Dagegen verteidigte Scharping den Export. Im «Spiegel» hob der SPD-Politiker die «enorme strategische Bedeutung» der Türkei hervor. Auch der Außenminister Joschka Fischer von den Grünen sei selbst für die Beitrittskandidatur der Türkei zur EU eingetreten, sagte Scharping. Deutschland brauche eine «leistungsfähige wehrtechnische Industrie». In Frankreich und Großbritannien würden Rüstungsexporte anders betrachtet, eine gemeinsame europäische Außen- und Sicherheitspolitik werde sich nicht allein nach deutschen Vorstellungen richten. Sie habe jedoch klare Priorität auch gegenüber politischen Bedenken des grünen Koalitionspartners.

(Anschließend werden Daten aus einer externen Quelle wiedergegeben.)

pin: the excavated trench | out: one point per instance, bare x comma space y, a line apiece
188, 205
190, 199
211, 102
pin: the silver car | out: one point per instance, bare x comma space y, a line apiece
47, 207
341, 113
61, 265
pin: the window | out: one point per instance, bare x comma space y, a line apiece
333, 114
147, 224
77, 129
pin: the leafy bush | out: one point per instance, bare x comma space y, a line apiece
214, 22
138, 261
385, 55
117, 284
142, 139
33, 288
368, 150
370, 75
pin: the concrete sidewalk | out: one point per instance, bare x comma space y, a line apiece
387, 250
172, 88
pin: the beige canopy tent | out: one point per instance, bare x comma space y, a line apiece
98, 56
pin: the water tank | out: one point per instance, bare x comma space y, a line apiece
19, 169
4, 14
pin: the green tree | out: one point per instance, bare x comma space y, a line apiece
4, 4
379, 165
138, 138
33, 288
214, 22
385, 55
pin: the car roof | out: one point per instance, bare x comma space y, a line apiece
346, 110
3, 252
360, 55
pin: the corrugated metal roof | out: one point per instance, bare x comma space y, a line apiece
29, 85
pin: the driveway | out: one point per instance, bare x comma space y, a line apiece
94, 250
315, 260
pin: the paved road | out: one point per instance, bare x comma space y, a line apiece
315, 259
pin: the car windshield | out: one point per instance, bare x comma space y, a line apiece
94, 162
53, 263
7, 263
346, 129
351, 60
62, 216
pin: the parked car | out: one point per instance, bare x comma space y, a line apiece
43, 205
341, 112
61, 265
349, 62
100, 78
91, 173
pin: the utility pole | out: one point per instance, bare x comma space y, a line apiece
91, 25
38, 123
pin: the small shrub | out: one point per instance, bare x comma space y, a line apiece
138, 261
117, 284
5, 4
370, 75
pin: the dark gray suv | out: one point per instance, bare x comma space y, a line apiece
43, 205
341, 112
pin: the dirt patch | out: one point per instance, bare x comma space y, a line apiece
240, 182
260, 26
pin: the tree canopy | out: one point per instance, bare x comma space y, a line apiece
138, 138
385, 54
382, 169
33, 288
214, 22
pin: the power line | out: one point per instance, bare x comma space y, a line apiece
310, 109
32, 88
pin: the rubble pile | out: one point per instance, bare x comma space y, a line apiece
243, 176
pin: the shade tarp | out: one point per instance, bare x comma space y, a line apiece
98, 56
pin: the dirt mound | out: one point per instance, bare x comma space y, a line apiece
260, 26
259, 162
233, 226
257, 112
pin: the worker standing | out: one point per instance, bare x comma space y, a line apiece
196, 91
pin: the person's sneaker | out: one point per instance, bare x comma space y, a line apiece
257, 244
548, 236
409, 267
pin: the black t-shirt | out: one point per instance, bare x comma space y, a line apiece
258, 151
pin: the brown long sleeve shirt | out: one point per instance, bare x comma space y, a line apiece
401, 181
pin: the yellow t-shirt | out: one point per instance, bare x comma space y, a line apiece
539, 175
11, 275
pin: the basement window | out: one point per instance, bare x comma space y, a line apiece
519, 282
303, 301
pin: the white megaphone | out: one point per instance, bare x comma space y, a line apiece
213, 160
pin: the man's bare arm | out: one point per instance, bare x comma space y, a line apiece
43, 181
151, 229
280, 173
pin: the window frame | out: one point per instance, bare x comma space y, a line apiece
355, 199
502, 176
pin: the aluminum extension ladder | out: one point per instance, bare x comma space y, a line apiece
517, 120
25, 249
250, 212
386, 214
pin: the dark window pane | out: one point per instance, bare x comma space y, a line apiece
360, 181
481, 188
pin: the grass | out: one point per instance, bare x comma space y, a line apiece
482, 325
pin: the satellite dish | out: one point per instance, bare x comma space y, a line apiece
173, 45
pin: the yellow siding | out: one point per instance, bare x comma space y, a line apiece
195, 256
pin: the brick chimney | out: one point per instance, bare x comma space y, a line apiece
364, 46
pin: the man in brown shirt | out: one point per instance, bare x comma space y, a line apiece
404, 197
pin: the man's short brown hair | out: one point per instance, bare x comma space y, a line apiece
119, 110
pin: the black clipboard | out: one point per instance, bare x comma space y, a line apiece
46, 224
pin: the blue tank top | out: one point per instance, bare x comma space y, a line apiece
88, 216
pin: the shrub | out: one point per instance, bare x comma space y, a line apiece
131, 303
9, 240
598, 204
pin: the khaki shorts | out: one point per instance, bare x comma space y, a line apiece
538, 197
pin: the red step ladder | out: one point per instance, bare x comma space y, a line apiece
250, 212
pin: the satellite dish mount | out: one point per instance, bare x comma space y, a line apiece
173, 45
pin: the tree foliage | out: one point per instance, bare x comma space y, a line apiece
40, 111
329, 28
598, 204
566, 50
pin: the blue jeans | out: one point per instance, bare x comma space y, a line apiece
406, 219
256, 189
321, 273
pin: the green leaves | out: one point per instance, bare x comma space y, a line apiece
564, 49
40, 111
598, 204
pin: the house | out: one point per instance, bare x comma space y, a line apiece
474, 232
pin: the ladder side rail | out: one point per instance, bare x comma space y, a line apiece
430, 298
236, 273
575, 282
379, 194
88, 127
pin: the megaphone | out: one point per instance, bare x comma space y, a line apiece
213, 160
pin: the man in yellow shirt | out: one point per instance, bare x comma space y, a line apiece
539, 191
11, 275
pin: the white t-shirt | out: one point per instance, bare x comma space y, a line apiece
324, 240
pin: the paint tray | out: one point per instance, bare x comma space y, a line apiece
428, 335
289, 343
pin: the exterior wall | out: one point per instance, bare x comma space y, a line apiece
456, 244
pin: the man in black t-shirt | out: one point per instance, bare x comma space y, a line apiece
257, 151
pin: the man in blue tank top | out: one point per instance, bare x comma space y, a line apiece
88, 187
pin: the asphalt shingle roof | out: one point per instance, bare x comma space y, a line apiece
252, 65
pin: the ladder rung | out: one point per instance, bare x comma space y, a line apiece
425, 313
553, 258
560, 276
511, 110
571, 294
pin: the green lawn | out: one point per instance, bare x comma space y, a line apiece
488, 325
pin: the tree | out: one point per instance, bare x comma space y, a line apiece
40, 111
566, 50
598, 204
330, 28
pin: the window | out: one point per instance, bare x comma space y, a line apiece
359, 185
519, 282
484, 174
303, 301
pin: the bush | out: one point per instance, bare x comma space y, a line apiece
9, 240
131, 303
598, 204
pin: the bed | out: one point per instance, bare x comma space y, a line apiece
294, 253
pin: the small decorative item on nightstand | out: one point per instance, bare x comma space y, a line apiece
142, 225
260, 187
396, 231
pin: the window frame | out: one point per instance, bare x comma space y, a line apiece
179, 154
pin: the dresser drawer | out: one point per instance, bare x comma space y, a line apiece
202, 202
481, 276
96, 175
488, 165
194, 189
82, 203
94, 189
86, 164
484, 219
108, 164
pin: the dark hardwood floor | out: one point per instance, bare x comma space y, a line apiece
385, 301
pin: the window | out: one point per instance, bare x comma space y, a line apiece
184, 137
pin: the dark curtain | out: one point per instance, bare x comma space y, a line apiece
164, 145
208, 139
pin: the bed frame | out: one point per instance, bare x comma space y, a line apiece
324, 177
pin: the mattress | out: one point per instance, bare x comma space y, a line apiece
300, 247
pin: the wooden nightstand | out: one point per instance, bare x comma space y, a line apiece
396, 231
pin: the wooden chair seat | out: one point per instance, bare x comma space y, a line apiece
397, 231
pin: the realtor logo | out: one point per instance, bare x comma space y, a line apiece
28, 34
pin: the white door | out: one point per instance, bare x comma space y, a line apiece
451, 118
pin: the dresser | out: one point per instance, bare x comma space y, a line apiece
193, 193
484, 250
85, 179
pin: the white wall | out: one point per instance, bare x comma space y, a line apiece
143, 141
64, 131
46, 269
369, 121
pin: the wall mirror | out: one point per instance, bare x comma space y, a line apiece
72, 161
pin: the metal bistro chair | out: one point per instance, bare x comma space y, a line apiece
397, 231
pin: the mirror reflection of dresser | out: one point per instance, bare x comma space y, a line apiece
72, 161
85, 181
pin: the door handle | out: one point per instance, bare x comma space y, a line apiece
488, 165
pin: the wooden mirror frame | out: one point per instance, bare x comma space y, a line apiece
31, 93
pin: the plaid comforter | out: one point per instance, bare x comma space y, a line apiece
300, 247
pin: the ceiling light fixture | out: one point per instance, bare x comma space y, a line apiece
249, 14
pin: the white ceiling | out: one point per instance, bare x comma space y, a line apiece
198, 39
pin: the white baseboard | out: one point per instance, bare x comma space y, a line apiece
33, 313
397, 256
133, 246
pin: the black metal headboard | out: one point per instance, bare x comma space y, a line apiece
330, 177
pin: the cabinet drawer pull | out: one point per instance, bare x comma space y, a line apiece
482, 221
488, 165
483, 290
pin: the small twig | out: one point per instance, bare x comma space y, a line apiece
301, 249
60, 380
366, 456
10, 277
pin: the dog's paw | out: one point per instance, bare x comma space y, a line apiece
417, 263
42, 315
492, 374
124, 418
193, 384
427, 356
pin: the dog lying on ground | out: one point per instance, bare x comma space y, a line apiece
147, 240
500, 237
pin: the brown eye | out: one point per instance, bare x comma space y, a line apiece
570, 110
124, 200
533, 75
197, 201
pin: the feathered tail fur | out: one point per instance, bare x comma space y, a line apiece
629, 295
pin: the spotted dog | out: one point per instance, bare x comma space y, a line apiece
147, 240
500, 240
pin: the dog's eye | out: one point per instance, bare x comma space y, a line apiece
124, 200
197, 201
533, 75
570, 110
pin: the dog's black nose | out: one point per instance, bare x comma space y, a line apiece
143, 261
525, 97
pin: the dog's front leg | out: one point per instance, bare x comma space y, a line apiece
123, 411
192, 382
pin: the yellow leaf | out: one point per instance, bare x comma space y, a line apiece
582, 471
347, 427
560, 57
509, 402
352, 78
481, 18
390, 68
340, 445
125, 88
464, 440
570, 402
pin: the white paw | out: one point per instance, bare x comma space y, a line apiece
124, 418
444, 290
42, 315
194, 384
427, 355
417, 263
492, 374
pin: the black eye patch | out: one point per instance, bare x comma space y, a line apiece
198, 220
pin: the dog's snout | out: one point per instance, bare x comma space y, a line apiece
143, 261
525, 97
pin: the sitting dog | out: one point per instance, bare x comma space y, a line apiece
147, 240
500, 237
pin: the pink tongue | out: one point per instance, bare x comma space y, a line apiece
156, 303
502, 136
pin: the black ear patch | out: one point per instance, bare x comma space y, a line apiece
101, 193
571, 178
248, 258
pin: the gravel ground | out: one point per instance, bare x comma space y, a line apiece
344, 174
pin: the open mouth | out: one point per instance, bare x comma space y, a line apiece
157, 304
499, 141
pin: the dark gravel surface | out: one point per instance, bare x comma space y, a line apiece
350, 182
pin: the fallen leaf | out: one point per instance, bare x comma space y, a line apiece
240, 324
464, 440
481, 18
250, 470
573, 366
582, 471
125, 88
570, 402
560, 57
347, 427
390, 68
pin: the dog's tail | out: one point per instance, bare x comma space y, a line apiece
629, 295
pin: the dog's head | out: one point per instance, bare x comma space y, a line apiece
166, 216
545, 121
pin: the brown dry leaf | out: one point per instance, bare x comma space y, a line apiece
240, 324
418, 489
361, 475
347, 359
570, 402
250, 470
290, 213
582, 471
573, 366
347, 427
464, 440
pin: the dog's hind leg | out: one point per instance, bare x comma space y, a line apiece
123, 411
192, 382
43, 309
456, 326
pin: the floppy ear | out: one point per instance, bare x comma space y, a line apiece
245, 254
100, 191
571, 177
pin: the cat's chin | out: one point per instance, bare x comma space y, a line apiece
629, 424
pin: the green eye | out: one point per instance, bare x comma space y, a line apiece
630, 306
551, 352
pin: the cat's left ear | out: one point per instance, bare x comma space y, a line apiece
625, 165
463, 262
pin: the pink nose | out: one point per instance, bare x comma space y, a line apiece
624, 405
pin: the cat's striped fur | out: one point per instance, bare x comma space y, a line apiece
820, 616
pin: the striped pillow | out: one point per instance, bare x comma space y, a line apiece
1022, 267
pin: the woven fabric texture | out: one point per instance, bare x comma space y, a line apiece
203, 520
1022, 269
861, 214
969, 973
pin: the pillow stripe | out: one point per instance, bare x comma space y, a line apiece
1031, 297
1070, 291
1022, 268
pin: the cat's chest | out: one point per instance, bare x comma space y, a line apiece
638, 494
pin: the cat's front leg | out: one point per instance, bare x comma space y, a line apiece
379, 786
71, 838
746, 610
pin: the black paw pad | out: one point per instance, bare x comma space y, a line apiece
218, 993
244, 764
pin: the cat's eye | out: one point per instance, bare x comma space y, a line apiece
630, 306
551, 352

Die menschenrechtspolitische Sprecherin der Grünen, Claudia Roth, sagte, in dieser Frage gehe es um die Glaubwürdigkeit rot-grüner Menschenrechtspolitik. Nun müsse über die Verbindlichkeit der neuen Richtlinien diskutiert werden. Bei Entscheidungen über Waffenexporte sollte ihrer Ansicht nach künftig das Parlament einbezogen werden.
Im Streit um die Ausfuhr der Hanauer Mox-Brennelementefabrik nach Russland verlangte die niedersächsische Landesvorsitzende Heidi Tischmann «mehr Rückgrat» von Partei- und Fraktionsspitze. «Wenn man es politisch will, kann der Export noch verhindert werden», sagte sie der «Welt am Sonntag». Dem widersprach die Fraktionsvorsitzende der Grünen im Bundestag, Kerstin Müller. Dem Berliner «Tagesspiegel» sagte sie: «Fischer hat das nicht in der Hand, und wir haben das auch nicht in der Hand. Wir können den Export der Mox-Fabrik nicht verbieten.» Nun müsse dafür gesorgt werden, dass Russland sein Waffenplutonium verglase. Deutsche Finanzmittel für das Mox-Projekt dürfe es nicht geben.